Ayer asistí a un club de lectura. Se comentaba uno de mis libros, el último. Y aunque confieso que mi primera reacción fue la de costumbre —quedarme en casa y declinar la invitación—, accedí por ser la librera una conocida. Me esperaban en la librería una quincena de personas sentadas en círculo que expresaron sus impresiones tras la lectura. Me preguntaron cosas que no supe responder a la vez que me revelaron significados de mi libro que yo desconocía. Me preguntaba: «Pero, ¿toda esta gente ha venido por unas cuantas páginas que yo escribí ya no recuerdo cómo ni por qué?». Me fascina que una tarea tan solitaria termine alumbrando una comunidad. Viendo aquella sociedad lectora, pensé en el origen de la literatura, las historias que las gentes traficaban alrededor del fuego para combatir el frío y la oscuridad nocturna o para cohesionar el pueblo o explicar el mundo. Aunque todos más modernos y con iPhones, hacíamos allí lo mismo: la literatura sigue protegiéndonos de la intemperie y dándonos calorcito. Porque seguimos siendo criaturas indefensas y las historias, como fanales, nos ayudan a no perdernos en la oscuridad del mundo, que sigue siendo difícil.

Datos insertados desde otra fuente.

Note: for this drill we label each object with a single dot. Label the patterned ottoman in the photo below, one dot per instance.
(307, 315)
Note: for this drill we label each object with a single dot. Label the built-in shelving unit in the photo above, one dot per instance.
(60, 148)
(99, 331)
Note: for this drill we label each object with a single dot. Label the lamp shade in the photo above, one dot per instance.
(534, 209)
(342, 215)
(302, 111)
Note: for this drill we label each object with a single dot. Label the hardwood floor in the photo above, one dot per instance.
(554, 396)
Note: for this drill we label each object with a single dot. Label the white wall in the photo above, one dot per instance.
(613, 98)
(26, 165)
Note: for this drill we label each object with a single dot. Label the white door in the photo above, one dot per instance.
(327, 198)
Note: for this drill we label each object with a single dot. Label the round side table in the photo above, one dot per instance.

Los clubes de lectura consiguen que una librería tenga vida más allá de las pocas ventas. Se convierten, gracias a ellos, en templos a los que las gentes acuden como hacían en otro tiempo yendo a la iglesia para pedir la curación de una dolencia. No es la primera vez que veo que alguien deprimido, con una herida que le aísla y le impide levantar el ánimo, recobra la sonrisa en un club de lectura, se alegra al ver a los otros que acuden con su libro bajo el brazo y encuentra algo parecido a la amistad. Un día de su semana se vuelve luminoso y alcanza la categoría de celebración. Le hace desatender por unas horas las causas que le llevan a tomar Prozac o mitigan las preocupaciones económicas que arrugan su frente. Es algo fantástico, el poder pentecostal del libro. La literatura, al contrario que la política, acaba la división y logra hermanar gentes de distinta ideología o circunstancias. Y ayer fue bonito ver aquellos rostros, cómo florecían por unas cuantas páginas que escribí como pude hace un tiempo y que alguien quiso imprimir y distribuir.

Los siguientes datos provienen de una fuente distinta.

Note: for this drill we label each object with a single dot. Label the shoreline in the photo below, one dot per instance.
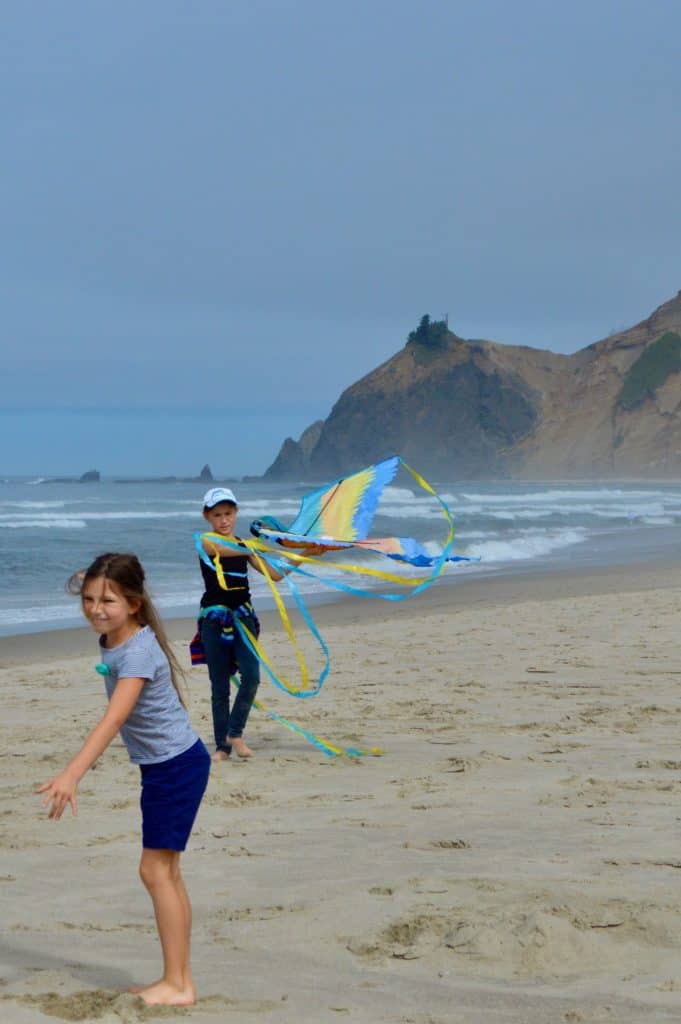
(490, 590)
(511, 854)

No todo es idílico, por descontado. He conocido clubes de lectura arruinados por una enemistad, en los que alguien ha querido imponerse a los demás menospreciando sus comentarios. Incluso clubes que dejaron de admitir a nuevos miembros porque se pensaba que así se corrompería el espíritu que los fundó y que acabaron deshaciéndose. Nada está libre del sectarismo o la endogamia, el ego se abre paso hasta en lo más sagrado y lo adultera. No quiero idealizar, pero ayer, ya digo, me sentí privilegiado siendo partícipe de aquella comunidad lectora y volví a casa agradecido, con la sensación de haber recibido mucho más de lo que doy. Contento por haber desobedecido mi tendencia a la clausura y haber salido de casa.

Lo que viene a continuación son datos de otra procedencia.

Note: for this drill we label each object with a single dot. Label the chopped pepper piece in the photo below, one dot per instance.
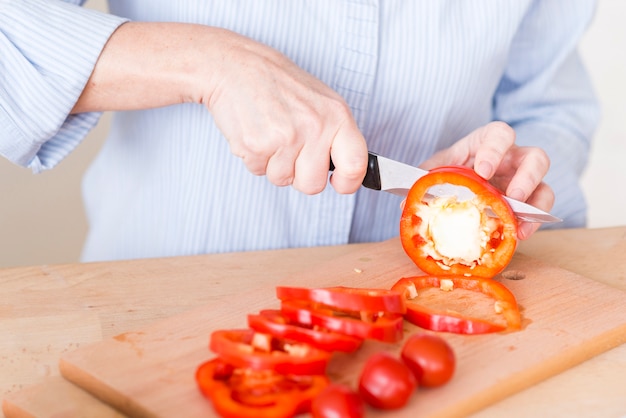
(450, 321)
(246, 393)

A veces, mientras escribo, me vienen a la memoria esas personas que llegan con su ejemplar para una firma o que te cuentan con una sonrisa lo que tus líneas les han sugerido en sus soledades. Esas personas que, sin conocerte, te dan las gracias y te hacen sentir acompañado, dando sentido a tu tarea, tan solitaria. Y sonrío si aventuro, cuando entrego el nuevo manuscrito al editor, que estarán al otro lado, como alguien que espera un rato en una cafetería agradable, a media tarde, para conversar y contarnos cómo nos va la vida.